Meroved looked at him from the side of his eye and gave a blood-toothed grin.

‘I am sorry, Syr…’ His voice was weak, a scratch of a quill against parchment.

‘For what, shield-captain?’

Meroved’s grin turned into a rueful smile.

‘I have not been that for some time.’

‘You have ever been my shield-captain.’

Meroved reached up, hand trembling, to clasp Cartovandis’ shoulder.

‘I know you wanted to repay me. To balance the debt.’

Cartovandis said nothing. No one spoke. Adio held his head low in reverence, muttering an oath. Varogalant detached himself, uncomfortable with the intimacy.

‘You coming here…’ Meroved continued. ‘It is already repaid. Know that I never regretted my decision to leave. I have found purpose here at the end of my duty…’

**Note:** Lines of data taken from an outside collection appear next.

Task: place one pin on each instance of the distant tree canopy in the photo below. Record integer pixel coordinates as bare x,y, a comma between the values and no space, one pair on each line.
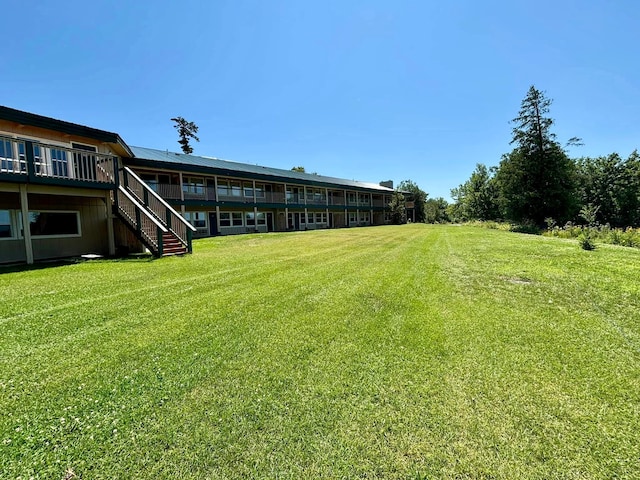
435,210
536,179
186,131
397,208
537,182
477,198
417,196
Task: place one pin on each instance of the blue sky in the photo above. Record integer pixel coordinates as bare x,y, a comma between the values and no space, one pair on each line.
365,90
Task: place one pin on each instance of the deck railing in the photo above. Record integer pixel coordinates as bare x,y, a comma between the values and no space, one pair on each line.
53,161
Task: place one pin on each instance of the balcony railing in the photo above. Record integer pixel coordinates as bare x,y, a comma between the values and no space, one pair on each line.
52,161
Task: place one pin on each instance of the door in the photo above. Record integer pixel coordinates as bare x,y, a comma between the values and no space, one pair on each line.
270,225
213,223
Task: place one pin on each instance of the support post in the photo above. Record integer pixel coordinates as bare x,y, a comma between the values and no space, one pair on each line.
110,231
26,230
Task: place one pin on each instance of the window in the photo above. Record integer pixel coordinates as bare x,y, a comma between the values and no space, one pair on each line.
59,163
150,179
8,162
6,224
224,190
236,189
197,219
193,185
46,224
236,219
231,219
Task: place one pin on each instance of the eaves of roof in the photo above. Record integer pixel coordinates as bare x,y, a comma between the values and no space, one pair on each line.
39,121
149,157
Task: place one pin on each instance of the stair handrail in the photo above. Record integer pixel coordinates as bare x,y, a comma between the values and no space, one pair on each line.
143,209
159,198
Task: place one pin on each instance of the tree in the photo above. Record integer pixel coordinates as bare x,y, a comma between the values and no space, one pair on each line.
397,208
417,196
303,170
536,180
477,198
186,130
613,185
435,210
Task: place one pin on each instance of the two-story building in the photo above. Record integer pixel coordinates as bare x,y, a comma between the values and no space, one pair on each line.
68,190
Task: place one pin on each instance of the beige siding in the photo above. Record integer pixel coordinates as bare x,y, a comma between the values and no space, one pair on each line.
11,129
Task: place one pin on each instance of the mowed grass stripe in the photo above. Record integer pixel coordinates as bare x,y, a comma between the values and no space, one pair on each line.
393,352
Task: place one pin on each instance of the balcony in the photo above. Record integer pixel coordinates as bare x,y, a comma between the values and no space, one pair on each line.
34,161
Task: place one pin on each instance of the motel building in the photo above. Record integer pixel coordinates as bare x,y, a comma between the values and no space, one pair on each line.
68,190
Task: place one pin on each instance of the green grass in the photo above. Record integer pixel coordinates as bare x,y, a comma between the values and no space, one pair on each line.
385,352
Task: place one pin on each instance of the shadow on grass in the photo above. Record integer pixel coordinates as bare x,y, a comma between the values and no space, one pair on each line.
64,262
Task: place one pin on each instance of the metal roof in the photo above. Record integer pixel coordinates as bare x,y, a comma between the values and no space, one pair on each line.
212,165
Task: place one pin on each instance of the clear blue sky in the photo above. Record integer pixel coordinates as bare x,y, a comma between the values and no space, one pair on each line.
366,90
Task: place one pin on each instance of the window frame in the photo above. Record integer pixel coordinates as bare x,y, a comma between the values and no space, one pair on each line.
55,235
13,227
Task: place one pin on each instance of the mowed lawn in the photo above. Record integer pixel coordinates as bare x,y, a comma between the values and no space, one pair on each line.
384,352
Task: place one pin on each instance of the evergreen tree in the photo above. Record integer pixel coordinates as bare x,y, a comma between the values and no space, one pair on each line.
536,180
186,130
397,208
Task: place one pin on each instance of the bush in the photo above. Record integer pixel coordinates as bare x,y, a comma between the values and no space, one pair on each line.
586,242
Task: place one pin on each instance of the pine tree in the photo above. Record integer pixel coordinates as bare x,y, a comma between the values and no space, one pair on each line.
536,179
186,130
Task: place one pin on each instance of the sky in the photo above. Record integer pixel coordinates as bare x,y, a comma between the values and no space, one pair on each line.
364,90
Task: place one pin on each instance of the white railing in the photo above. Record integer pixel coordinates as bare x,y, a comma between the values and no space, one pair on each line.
53,161
12,156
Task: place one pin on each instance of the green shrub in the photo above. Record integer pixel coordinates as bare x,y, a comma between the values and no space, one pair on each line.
586,242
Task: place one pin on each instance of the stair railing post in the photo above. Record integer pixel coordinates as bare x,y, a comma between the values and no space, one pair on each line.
138,221
160,242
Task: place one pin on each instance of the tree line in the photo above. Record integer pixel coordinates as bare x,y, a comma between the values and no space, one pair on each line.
538,183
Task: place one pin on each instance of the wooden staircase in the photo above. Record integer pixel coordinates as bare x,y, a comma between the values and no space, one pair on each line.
154,222
171,245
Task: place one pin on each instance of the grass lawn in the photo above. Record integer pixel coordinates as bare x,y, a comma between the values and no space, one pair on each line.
385,352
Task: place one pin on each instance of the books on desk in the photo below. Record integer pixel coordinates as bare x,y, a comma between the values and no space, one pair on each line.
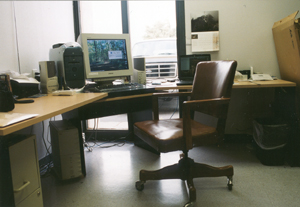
8,118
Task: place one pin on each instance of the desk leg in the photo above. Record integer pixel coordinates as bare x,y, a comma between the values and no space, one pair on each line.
6,186
285,101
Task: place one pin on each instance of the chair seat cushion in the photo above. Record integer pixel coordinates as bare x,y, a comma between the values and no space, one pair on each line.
167,135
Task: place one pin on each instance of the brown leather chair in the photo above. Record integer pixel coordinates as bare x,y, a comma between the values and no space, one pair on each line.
210,95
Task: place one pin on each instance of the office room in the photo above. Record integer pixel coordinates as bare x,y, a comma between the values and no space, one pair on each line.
29,29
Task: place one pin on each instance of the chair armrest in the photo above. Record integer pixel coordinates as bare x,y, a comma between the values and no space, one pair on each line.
155,97
215,107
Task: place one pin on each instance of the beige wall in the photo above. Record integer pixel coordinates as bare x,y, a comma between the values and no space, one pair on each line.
245,30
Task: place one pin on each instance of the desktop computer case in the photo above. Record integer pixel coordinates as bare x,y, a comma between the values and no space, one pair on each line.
65,150
70,66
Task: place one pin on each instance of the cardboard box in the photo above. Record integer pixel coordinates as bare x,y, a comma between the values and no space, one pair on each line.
286,34
286,37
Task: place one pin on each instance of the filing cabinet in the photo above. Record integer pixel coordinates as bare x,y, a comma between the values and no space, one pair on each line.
25,173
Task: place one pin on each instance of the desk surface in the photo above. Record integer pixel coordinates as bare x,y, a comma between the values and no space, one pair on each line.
49,106
237,84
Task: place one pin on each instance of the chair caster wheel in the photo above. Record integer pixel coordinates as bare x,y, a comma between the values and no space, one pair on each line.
229,183
139,185
189,204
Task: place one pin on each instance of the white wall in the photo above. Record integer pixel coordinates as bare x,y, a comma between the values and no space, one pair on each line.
245,30
30,28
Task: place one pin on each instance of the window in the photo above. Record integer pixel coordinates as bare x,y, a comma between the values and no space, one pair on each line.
148,20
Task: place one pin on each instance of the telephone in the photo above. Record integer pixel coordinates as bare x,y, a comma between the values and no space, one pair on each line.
258,77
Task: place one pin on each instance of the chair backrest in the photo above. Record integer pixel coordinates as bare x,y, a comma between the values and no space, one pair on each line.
213,79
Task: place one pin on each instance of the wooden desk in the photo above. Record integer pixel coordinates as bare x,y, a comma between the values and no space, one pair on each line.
237,84
46,107
49,106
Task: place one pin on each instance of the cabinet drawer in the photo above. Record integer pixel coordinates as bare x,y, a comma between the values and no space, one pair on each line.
24,168
35,199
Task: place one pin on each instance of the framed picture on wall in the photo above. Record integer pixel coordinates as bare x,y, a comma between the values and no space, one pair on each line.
205,34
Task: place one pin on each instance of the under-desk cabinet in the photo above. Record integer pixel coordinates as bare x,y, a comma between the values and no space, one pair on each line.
22,182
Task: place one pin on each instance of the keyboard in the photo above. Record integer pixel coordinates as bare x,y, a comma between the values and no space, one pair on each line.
119,90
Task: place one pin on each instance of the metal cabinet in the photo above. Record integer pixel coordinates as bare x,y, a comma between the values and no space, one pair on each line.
25,173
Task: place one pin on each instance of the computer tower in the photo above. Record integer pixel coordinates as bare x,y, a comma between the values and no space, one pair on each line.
70,66
65,150
48,75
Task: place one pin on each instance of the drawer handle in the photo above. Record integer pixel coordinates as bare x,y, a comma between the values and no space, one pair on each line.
26,183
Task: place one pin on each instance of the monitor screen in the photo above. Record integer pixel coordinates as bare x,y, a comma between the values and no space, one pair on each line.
188,65
106,56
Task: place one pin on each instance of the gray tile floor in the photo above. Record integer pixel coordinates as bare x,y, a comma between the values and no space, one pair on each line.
112,172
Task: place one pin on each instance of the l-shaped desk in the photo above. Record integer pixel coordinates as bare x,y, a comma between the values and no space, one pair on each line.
84,106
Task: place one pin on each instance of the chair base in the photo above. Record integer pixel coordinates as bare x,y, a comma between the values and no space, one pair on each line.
186,169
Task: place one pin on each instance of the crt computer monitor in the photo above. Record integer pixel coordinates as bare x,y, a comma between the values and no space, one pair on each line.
188,65
107,57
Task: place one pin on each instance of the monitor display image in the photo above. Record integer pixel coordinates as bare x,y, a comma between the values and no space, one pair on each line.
107,57
188,65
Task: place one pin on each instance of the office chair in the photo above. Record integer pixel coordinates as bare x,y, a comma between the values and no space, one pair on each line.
210,95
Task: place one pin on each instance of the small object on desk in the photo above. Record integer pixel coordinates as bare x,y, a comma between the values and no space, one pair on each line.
64,93
156,82
8,118
24,101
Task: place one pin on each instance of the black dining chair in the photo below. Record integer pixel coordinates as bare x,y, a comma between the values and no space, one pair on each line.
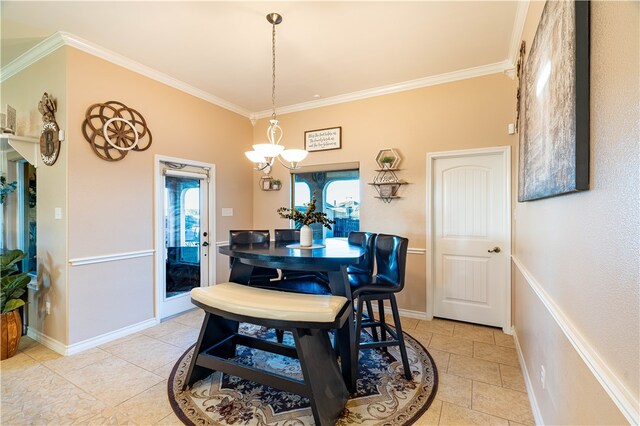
363,271
291,236
391,261
259,276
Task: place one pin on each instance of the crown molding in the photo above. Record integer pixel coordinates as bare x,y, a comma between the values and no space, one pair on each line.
62,38
495,68
31,56
518,28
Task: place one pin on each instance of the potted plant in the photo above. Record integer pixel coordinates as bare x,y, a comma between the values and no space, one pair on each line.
6,188
305,219
387,161
13,285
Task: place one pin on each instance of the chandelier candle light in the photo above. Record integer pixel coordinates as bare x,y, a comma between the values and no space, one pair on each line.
264,154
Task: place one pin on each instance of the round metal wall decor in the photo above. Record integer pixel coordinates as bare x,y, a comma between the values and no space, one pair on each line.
49,140
113,130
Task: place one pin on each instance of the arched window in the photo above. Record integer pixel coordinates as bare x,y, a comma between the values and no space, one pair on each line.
337,191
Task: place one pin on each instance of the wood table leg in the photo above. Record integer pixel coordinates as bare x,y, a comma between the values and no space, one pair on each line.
339,284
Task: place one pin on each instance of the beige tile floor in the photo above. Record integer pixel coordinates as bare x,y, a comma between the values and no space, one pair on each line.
125,381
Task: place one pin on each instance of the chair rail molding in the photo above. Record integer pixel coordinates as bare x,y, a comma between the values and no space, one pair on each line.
110,257
620,395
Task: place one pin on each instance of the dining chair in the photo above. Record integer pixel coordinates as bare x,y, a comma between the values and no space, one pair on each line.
260,275
391,261
363,271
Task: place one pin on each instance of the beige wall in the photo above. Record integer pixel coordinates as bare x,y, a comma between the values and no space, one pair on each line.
111,204
582,249
23,91
465,114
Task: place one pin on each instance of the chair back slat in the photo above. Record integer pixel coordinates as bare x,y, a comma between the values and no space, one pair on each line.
391,259
366,240
252,236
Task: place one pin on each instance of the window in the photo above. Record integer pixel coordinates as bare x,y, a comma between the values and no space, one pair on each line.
337,192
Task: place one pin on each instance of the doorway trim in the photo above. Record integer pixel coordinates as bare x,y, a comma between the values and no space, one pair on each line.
505,151
158,233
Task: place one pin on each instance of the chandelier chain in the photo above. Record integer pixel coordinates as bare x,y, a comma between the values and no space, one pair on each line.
273,58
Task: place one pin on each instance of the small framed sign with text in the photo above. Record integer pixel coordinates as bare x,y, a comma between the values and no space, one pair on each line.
323,139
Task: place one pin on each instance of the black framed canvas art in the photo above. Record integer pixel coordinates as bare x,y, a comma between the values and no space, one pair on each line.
554,128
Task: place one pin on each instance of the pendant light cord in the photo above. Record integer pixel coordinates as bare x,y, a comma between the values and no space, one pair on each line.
273,58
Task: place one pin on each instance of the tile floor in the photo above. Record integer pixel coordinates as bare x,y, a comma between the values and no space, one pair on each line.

He held out a device, showing it to Cartovandis, a small black box forged from metal in the likeness of an eagle’s head. It was the motif of their order.

‘Her name is Gedd,’ Meroved told him. ‘She is watching. She will know.’ He gave a wry smile. ‘She will know.’

Cartovandis frowned, exchanging a confused glance with Adio.

Meroved’s clenched teeth were pink with blood and tight with pain. He rasped, ‘No more. I have served. Let that be enough.’

His breathing grew sporadic, coming in sharp, punctuated bursts. His eyes widened.

‘Let it be en–’

He stopped and fell still.

‘And so tolls the Bell of Lost Souls…’ said Adio.

They each bowed their heads, observing a moment of quiet contemplation.

Cartovandis looked on grimly. ‘Our task remains unfinished.’ He glanced at the vox-device Meroved had given him and was about to activate it when Varogalant spoke up.

‘There is something here, Syr. Something you need to see.’

He was standing amidst the fallen scraps of books and scrolls, a clutch of burnt paper in his hand.

‘Here,’ he said, handing Cartovandis a few pieces as he joined him.

They were torn-up fragments of various genealogy charts, ancient judging by the brittle nature of the vellum, and some scraps of Terran censuses dating back millennia.

As a member of the Ecclesiarchy, Orn would have been privy to records that ordinary citizens of the Imperium would not, but these were colonial records cataloguing the diaspora of mankind following the War of Shame. They had been unearthed, removed from shrines and archives. The names of families and clans had been compiled in exacting, if incomplete, detail. Each account shed more light on the one that preceded it. Bloodlines that stretched back to Terran prehistory, to the violent days of Old Earth and pre-Unification. To collate it was the labour of several lifetimes.

Cartovandis cogitated all of this in a few seconds, one name resounding in his consciousness above all others, the end of the string that Ylax Orn had pulled.